Success is something that our society strives for. There are books all about the topic; Think and Grow Rich, The 7 Habits of Highly Successful People, The Law of Success, The 4-Hour Work Week. There are probably people who have more books about making money and becoming successful than they spend their time actually working on themselves to become wealthy and successful.

But what exactly makes someone successful? Success has often been associated with having a lot of money, a nice large house and a good career. Maslow's Hierarchy of Needs talks about the four stages needed to reach 'Self-Actualisation.' These four stages can be seen in the image below:
Self-esteem needs related to success and high status aren't mentioned until the fourth stage. Before that, a person needs the basics of food, shelter and clothing, and love from other humans including friends, family and partners.

One of my favourite musicians is Prince. Prince seems like a successful person; financially he was extremely well off, and he achieved his dream of becoming a fantastic music mogul with lots of albums and hit songs. He was an excellent performer, played many instruments and produced and wrote most of his music.

But emotionally, he was unhappy. I would say emotionally, he was not successful. He had a troubled childhood; his parents were strict Christians yet both worked as musicians performing in bars around alcohol and cigarettes, which led to conflicting messages. His father taught him to play the piano, but he was very harsh on him and cold towards him, never saying he loved him. In the future his father also expressed jealousy over his son's success. Prince was bullied at school for his height and possibly experienced racism due to the time he grew up in and being one of the few black kids in a very white area (Minnesota).

So all of this shows that he was lacking the third need; belonging and love. In his adult life he married twice, neither marriage lasting long. His first wife had a baby but it died within a few hours, and she had another pregnancy which resulted in miscarriage. This would no doubt have caused a giant hole in his heart.

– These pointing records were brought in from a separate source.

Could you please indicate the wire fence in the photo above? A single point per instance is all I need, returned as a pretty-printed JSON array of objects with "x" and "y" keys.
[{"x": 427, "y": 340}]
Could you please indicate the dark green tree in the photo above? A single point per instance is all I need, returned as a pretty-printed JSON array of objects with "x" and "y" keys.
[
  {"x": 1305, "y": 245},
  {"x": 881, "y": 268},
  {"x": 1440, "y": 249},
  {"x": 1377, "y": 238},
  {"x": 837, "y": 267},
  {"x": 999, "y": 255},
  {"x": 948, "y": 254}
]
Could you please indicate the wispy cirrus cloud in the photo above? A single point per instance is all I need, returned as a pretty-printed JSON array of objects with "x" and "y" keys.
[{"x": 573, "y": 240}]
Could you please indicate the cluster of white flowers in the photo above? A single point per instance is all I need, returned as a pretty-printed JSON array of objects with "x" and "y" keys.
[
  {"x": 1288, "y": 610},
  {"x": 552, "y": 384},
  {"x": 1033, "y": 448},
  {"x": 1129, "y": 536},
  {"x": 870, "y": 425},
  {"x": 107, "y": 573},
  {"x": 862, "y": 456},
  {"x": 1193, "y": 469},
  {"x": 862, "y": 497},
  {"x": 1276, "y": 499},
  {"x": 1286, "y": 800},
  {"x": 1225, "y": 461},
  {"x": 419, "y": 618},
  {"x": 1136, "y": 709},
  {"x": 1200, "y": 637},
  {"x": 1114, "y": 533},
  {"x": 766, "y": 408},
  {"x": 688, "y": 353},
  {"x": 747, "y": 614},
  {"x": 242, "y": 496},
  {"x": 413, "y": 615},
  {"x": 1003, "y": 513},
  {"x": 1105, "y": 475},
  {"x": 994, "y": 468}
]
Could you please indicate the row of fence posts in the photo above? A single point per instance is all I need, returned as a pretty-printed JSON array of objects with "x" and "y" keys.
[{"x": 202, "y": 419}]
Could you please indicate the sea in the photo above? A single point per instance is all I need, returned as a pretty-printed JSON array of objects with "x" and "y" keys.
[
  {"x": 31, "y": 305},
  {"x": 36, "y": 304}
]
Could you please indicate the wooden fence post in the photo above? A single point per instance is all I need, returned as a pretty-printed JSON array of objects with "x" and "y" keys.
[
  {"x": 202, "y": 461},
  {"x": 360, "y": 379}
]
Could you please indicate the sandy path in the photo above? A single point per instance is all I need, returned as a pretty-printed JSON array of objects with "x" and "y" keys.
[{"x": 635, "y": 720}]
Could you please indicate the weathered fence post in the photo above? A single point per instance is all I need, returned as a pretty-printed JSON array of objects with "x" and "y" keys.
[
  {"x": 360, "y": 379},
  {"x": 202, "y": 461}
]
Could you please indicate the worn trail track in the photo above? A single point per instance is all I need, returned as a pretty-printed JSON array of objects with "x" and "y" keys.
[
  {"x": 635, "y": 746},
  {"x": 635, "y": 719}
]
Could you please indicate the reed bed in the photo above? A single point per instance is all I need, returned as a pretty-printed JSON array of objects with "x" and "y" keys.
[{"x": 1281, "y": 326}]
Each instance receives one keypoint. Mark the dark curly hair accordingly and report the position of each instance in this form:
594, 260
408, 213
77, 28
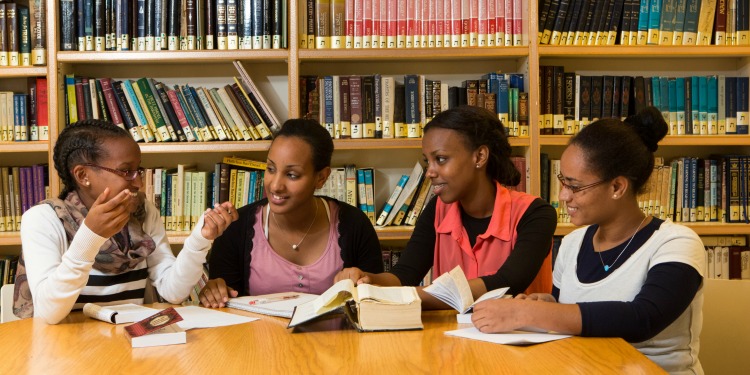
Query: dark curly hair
615, 148
79, 143
480, 127
314, 135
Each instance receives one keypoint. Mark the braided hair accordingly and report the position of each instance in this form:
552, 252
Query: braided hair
79, 143
480, 127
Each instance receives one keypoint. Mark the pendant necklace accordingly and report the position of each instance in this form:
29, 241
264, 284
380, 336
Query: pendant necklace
608, 266
296, 246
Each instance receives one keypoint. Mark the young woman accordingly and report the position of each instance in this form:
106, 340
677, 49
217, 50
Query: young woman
499, 237
292, 240
625, 274
100, 241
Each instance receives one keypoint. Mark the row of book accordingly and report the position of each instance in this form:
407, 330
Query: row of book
20, 189
686, 189
23, 34
727, 257
642, 22
153, 25
8, 265
25, 116
154, 112
375, 106
695, 105
410, 23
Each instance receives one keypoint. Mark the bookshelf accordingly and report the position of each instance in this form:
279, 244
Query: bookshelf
277, 72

I use Prince as an example to show that I think success isn't only tied to finances and status. Having a wonderful career and lots of money is a sign of success for many people; I've always been career-driven towards the arts and associate that with success. However, being wealthy doesn't equate to happiness, and there is something to be said for someone that isn't necessarily well off but is happy with their life. Hence the term 'emotional success.'

I'm from Britain, which is a rich country, however the level of mental illness has been rising over the last decade, particularly in children and young people. In contrast, poorer countries may not value materialism as much, but they have less rates of mental illness and less of a demand for psychologists because they value compassion of other human beings more. An ideal society would still allow for people to pursue material success, as having your dream career can be very fulfilling, but it would not be at the expense of companionship and closeness with others.